Drei Sängerinnen im Opernfach

Valerie Eickhoff, die Ehrgeizige
Angel Joy Blue, die Unermüdliche
Renata Scotto, die Legendäre

PRIMADONNA OR NOTHING
Ein Dokumentarfilm von Juliane Sauter

Uraufführung beim DOK.fest München am 10. Mai 2025

Kinostart in Deutschland, 7. August 2025

Kino Union, Berlin-Friedrichshagen, 13. August 2025

von Ralf Krüger

Die 90 Filmminuten sind fast vorbei, da zeigt die Kamera nochmal auf Renata Scotto. Sie schaut in den Spiegel, zieht den Lippenstift nach, vermisst etwas auf dem Schminktisch, verfeinert etwas an den Haaren. Dann geht sie nach nebenan, setzt sich in einen großen Sessel. Sie und wir hören eine angenehme Opernstimme. Man ahnt, dass es die von Renata Scotto ist. Eine Aufnahme aus alten Tagen. Das Spannendste an dieser Sequenz sind aber nicht Musik und Gesang, eher die Gesten der alten Dame.
Wie sie aufsteht aus dem Sessel, ihre Arme ausbreitet als stünde sie auf der Bühne, über das ganze Gesicht hinweg strahlt und mit den Lippen die Arie singt, die aus dem Lautsprecher ertönt. Jetzt ist sie nochmal die Operndiva, die Primadonna, die einst das Publikum begeisterte. Das ist so wunderbar mitanzusehen, so ergreifend, so emotional. Es krönt diesen Film, für den ich eine lange Zeit brauchte, um mich mit ihm zu arrangieren.

Primadonna Or Nothing Camino Film

Im schönen Friedrichshagen, nahe des Müggelsees im Südosten Berlins, treffen sich Seniorinnen und Senioren mittwochs um 10 Uhr zum Kino. Es gibt Kaffee und Kuchen zum Ticket und nach dem Genuss zieht sich die illustre Gesellschaft in 3 Kinosäle zurück.

Für die allermeisten Filme sollte man vorher reservieren, so groß ist die Nachfrage nach Filmkunst an diesem Ort. Doch für Primadonna or Nothing ist das nicht erforderlich. Liegt es am heißen Sommer, der in dieser Woche auch Berlin erreicht? Oder ist es eher der sperrige Filmtitel, mit dem man nichts anfangen kann? Nur wenige Zuschauerinnen und ich erleben hier eine Opern-Doku, in der es weniger um Werke und Inszenierungen geht, als vielmehr um ihre Protagonistinnen.

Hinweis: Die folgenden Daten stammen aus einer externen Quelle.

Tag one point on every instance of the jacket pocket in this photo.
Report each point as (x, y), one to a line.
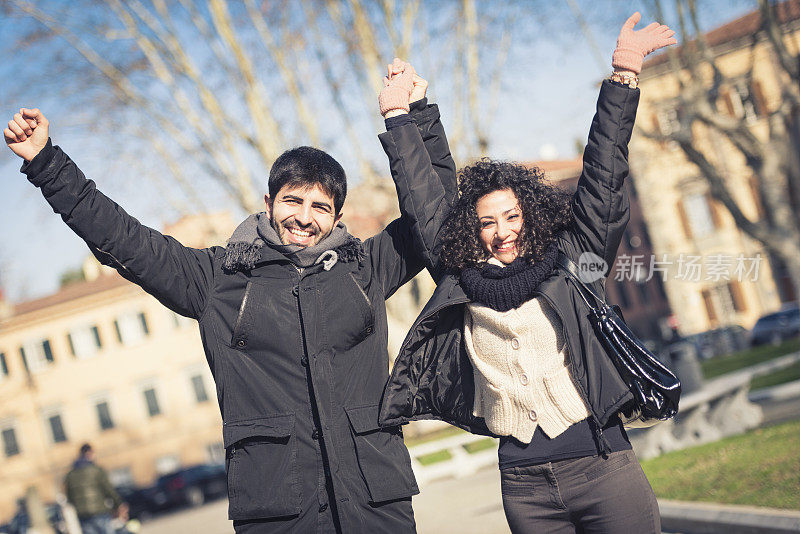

Und ihren Traum, ihren Anspruch und ihr Streben nach den Sternen zu greifen und die Nummer 1 zu sein.

Wenn ich ehrlich bin, hat mich das Ganze am Anfang ziemlich gelangweilt.

Der Film begleitet Valerie Eickhoff aus Deutschland bei ihrer Teilnahme an einem internationalen Gesangswettbewerb. Sie will nicht nur die Zweitbesetzung am Theater sein, sie will diesen Wettbewerb gewinnen um ihren Bekanntheitsgrad zu erweitern.

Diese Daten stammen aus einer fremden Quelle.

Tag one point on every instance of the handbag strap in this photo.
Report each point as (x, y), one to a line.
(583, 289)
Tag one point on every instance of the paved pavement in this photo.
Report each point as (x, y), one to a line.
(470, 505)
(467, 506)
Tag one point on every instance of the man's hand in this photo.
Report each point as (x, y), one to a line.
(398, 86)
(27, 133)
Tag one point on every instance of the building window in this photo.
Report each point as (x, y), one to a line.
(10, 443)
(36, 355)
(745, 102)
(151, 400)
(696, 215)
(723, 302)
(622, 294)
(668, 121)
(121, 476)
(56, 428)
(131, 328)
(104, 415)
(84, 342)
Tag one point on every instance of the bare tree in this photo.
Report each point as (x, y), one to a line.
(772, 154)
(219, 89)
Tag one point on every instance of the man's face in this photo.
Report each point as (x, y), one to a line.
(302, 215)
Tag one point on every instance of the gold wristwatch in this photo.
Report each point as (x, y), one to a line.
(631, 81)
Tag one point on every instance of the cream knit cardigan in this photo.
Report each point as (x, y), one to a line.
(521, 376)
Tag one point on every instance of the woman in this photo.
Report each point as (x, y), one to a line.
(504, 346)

Angel Joy Blue, die Amerikanerin, tourt um die halbe Welt, wird gefeiert, hat aber Heimweh nach Zuhause. Ihre Telefonate mit der Schwester nerven den Zuschauer ungemein.

Primadonna Or Nothing Camino Film

Renata Scotto sehen wir im Kreise ihrer Familie (oder Freunde) beim Essen im Restaurant und beim Theaterbesuch. Ihre Bemerkungen und Kommentare haben nichts mehr mit der Realität der Gegenwart zu tun.

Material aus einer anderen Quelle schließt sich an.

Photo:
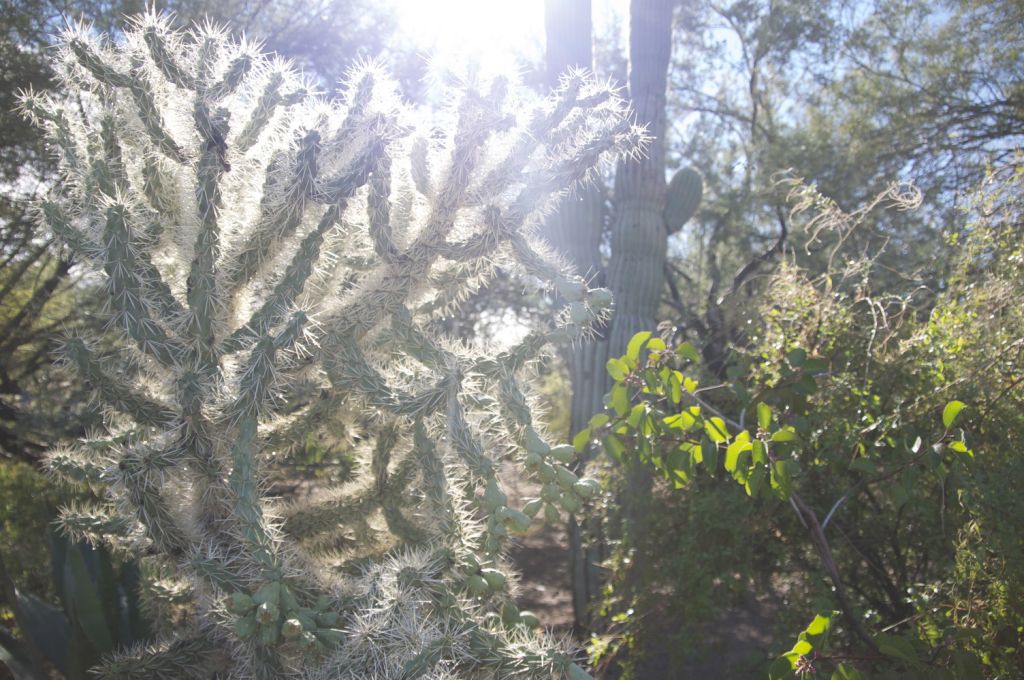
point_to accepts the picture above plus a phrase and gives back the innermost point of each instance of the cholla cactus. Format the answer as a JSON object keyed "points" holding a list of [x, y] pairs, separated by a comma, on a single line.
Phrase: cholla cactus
{"points": [[270, 258]]}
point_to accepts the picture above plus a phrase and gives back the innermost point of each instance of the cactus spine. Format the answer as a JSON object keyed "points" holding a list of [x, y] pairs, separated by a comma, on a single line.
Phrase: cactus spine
{"points": [[269, 258]]}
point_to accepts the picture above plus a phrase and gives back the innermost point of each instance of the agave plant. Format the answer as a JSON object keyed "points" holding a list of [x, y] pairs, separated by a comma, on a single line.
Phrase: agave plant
{"points": [[274, 260]]}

Primadonna Or Nothing Camino Film

Was dieser Film zum Ausdruck bringen will, verstand ich erst als Valerie Eickhoff diesen Gesangswettbewerb eben nicht als Gewinnerin verließ. Wir erleben, wie sie das Halbfinale erreicht, schließlich das Finale, aber doch auf dem Treppchen weiter unten steht. In der entscheidenden Filmszene sind wir Zeuge des Telefonats mit ihrer Mutter. Valerie Eickhoff sitzt im Taxi und wir erfahren im Gespräch, dass sie Dritte geworden ist. Dritte bei Hunderten von Bewerbern ist doch gut, sagt die Mutter. Aber es interessiert niemanden, sagt die Sängerin. Und hier ist es – das „Nothing“ aus dem Filmtitel. Man ist Nichts, man ist Niemand, wenn man nicht ganz oben steht. „The Winner Takes It All“, sang einst ABBA.

Primadonna Or Nothing Camino Film

Man kann als Zuschauer nur ahnen, wie arbeitsintensiv die Produktion dieses Filmes gewesen sein muss. Der Beginn datiert noch in der Coronazeit, als wir alle diesen Mundschutz trugen. Renata Scotto starb im August 2023 und somit dokumentiert Primadonna or Nothing ihre letzte Lebenszeit. Die Kamera war in allen Einstellungen sehr dicht dran an den Künstlerinnen und der Zuschauer hat viel erfahren über die Kämpfe, die hinter den Kulissen des Opernbetriebes ausgefochten werden und von denen wir keine Ahnung haben.

Ich habe jetzt einen ganz großen Respekt vor diesem Berufsstand!

Ralf Krüger, 13. August 2025, für
klassik-begeistert.de und klassik-begeistert.at

Valerie Eickhoff ist inzwischen Ensemblemitglied der Semperoper in Dresden und in der kommenden Spielzeit u.a. als Hänsel in „Hänsel und Gretel“ von Humperdinck zu sehen.